James Jay Edwards

One Night in Miami… Fictionalizes One Historic Meeting

(L-R) Leslie Odom Jr., Eli Goree, Kingsley Ben-Adir, and Aldis Hodge star in One Night in Miami…, Amazon Studios

James Jay Edwards reviews One Night in Miami…, a film that imagines the historic meeting of Malcolm X, Muhammad Ali, Jim Brown, and Sam Cooke. (Amazon Prime)

 

On the night of February 25, 1964, four celebrated African American celebrities spent the evening in a hotel room hanging out, eating ice cream, and talking. The exact conversations that were had are not public knowledge, but that didn’t stop playwright Kemp Powers (who also wrote Soul) from dramatizing them on stage. And now, with the help of director Regina King (The Finest), One Night in Miami… is a movie.

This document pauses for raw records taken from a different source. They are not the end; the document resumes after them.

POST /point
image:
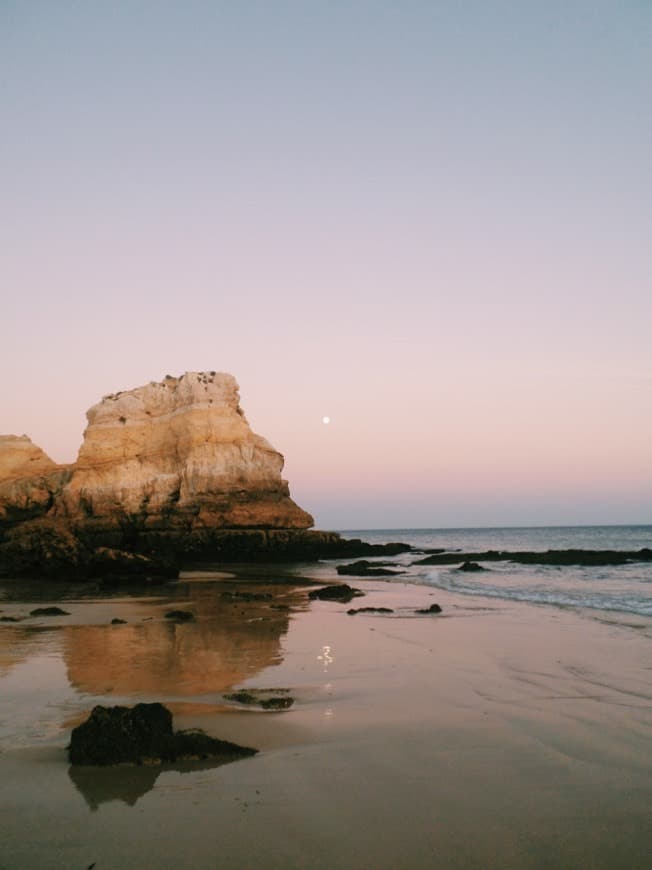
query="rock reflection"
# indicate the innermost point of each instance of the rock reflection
(231, 640)
(99, 785)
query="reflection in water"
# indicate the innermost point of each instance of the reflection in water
(230, 641)
(326, 658)
(99, 785)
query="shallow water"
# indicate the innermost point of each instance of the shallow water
(618, 588)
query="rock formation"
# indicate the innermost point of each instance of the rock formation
(168, 473)
(179, 453)
(29, 479)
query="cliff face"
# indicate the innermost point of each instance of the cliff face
(29, 479)
(178, 454)
(167, 472)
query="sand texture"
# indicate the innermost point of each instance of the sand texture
(490, 735)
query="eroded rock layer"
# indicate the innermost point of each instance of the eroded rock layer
(178, 453)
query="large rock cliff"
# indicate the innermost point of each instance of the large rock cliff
(178, 454)
(168, 474)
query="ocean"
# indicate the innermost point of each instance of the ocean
(622, 588)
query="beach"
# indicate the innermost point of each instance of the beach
(494, 734)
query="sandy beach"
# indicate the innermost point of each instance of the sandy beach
(493, 735)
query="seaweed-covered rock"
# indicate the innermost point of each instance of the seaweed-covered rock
(363, 568)
(142, 735)
(266, 699)
(355, 610)
(434, 608)
(180, 616)
(48, 611)
(338, 592)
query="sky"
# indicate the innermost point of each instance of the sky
(429, 221)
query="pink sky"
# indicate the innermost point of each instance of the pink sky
(431, 225)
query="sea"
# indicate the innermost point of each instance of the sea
(621, 588)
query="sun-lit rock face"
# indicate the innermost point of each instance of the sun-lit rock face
(179, 452)
(20, 457)
(29, 479)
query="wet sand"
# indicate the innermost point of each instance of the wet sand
(493, 735)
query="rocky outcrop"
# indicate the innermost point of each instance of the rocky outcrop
(170, 471)
(143, 735)
(178, 453)
(29, 479)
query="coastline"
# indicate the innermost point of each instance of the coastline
(496, 734)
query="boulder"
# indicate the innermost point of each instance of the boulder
(339, 592)
(434, 608)
(142, 735)
(363, 568)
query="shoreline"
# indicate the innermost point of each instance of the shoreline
(496, 734)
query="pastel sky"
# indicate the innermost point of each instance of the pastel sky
(431, 221)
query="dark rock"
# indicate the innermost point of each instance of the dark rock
(550, 557)
(369, 610)
(340, 592)
(363, 568)
(434, 608)
(48, 611)
(267, 699)
(248, 596)
(139, 735)
(180, 616)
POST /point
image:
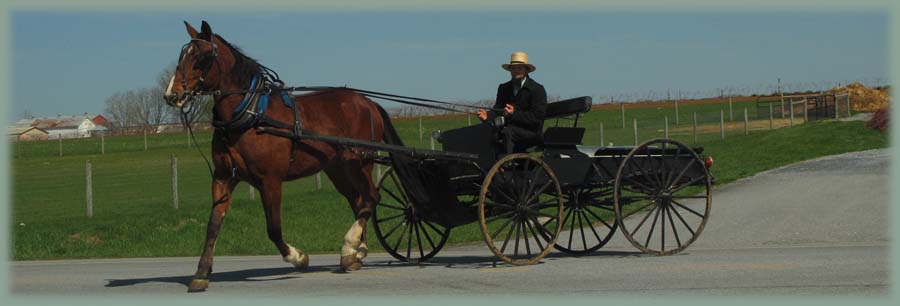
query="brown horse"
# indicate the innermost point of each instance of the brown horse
(240, 152)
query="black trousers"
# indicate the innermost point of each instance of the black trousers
(517, 139)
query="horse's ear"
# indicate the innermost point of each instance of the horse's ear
(205, 31)
(191, 31)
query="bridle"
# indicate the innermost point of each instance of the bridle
(205, 62)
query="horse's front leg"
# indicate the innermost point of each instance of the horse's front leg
(221, 192)
(271, 198)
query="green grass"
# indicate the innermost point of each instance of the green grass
(133, 214)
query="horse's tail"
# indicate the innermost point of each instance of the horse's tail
(390, 134)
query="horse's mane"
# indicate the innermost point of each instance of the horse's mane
(244, 67)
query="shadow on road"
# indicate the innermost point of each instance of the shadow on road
(287, 272)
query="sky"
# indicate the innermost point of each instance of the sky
(70, 61)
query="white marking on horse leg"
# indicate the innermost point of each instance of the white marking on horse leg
(298, 258)
(363, 251)
(171, 83)
(352, 239)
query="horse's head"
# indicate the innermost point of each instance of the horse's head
(199, 67)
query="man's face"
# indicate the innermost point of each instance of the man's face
(518, 71)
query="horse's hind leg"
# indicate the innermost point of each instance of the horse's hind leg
(221, 191)
(271, 198)
(353, 180)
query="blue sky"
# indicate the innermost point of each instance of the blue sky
(70, 62)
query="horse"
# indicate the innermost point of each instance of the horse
(241, 152)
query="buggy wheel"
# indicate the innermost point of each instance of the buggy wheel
(400, 228)
(662, 196)
(519, 209)
(588, 222)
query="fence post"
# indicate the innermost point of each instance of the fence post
(792, 112)
(174, 181)
(89, 191)
(835, 108)
(848, 105)
(722, 123)
(378, 173)
(601, 133)
(746, 123)
(730, 110)
(695, 128)
(635, 130)
(676, 112)
(667, 127)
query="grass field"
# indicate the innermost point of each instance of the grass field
(132, 205)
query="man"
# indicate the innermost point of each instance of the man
(524, 103)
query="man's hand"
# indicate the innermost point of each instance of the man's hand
(509, 109)
(482, 114)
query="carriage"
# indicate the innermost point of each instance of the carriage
(560, 194)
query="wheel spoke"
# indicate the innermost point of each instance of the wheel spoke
(391, 232)
(499, 216)
(409, 242)
(419, 239)
(506, 241)
(683, 171)
(652, 227)
(684, 222)
(400, 239)
(694, 180)
(525, 236)
(643, 220)
(637, 210)
(533, 234)
(566, 220)
(391, 218)
(531, 196)
(427, 237)
(499, 229)
(672, 223)
(581, 228)
(390, 205)
(688, 209)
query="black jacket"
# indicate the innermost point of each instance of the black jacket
(530, 104)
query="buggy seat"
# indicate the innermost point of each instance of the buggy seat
(557, 136)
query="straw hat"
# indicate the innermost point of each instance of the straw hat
(519, 58)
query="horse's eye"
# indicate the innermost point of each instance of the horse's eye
(203, 61)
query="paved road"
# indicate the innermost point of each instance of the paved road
(809, 229)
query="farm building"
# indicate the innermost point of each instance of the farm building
(68, 126)
(26, 133)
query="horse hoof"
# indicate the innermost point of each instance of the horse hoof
(303, 264)
(198, 285)
(350, 263)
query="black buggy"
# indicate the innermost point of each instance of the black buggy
(562, 195)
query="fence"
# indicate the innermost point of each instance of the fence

One Night in Miami… takes place right after boxer Cassius Clay (Riverdale’s Eli Goree), who would later change his name to Muhammad Ali, beat Sonny Liston for the World Heavyweight Title. Instead of celebrating his victory out on the town, Clay goes back to the hotel room of civil rights leader Malcolm X (The Commuter’s Kingsley Ben-Adir), along with pop singer Sam Cooke (Leslie Odom Jr. from Hamilton) and NFL running back-turned-action movie star Jim Brown (Aldis Hodge from The Invisible Man). The four cultural heroes discuss, among several other topics, politics, race relations, and their roles as influential figures to the youth of America.

 

(One Night in Miami…, official poster, Courtesy of Amazon Studios)

Predictably, One Night in Miami… unfolds much like a stage play. Some of the events are depicted in flashbacks or cutaways, but the movie is, essentially, four men hanging out in a room talking. Those men being icons in their respective fields is what makes the movie watchable. The writing is sharp, so the normally bland setup turns out to be very engaging.

The fact that the cast is charismatic helps, too. While none of the actors bears much more than a passing resemblance to his character in real life, the audience buys into the fact that these are the men they are portraying because each actor commands it. The performances are top-notch. By the end, Kingsley Ben-Amir IS Malcolm X, at least in the eyes of the audience.

 

(One Night in Miami…, Courtesy of Amazon Studios)

For a movie that is made up mostly of conversations, One Night in Miami… has more than its share of powerful moments. One occurs at the beginning of the film, with Jim Brown going to visit an old (white) acquaintance/mentor in his hometown. Brown is already an NFL star, and his old friend is happy to see him as they sip lemonade on the porch. Then, his friend’s wife asks her husband with help moving a piece of furniture. Jim offers to assist, but his “friend” won’t let him inside the house. He turns down the help of a professional athlete with a physical task because of the color of his skin.

And then, there’s Sam Cooke’s story about a song by his friend Bobby Womack, “It’s All Over Now,” which went to number 94 on the charts. A short time later, The Rolling Stones recorded a version of it that went to number 1. Cooke talks about his friend making money off of the white boys for a change, and while the line gets a laugh, it’s a very serious concept. An inferior version of the same song sung by Caucasians climbed higher on the charts. It’s an entertaining story, but it also raises an important point.

 

(One Night in Miami…, Courtesy of Amazon Studios)

One Night in Miami… is as much about civil rights as a movie about Malcom X is bound to be. But it’s more than just four angry black men sitting around complaining about the Man. The discussions, observations, and even arguments that occur in that hotel room are perceptive and revelatory, perhaps even a bit prophetic. It’s not for everyone. Fans of action or suspense movies (such as those that made up the film career of the real Jim Brown) will be bored silly. But those who like a well-crafted drama with plenty of inter-character tension will be all in. And everyone might even learn something before the credits roll.

One Night in Miami… is streaming on Amazon Prime.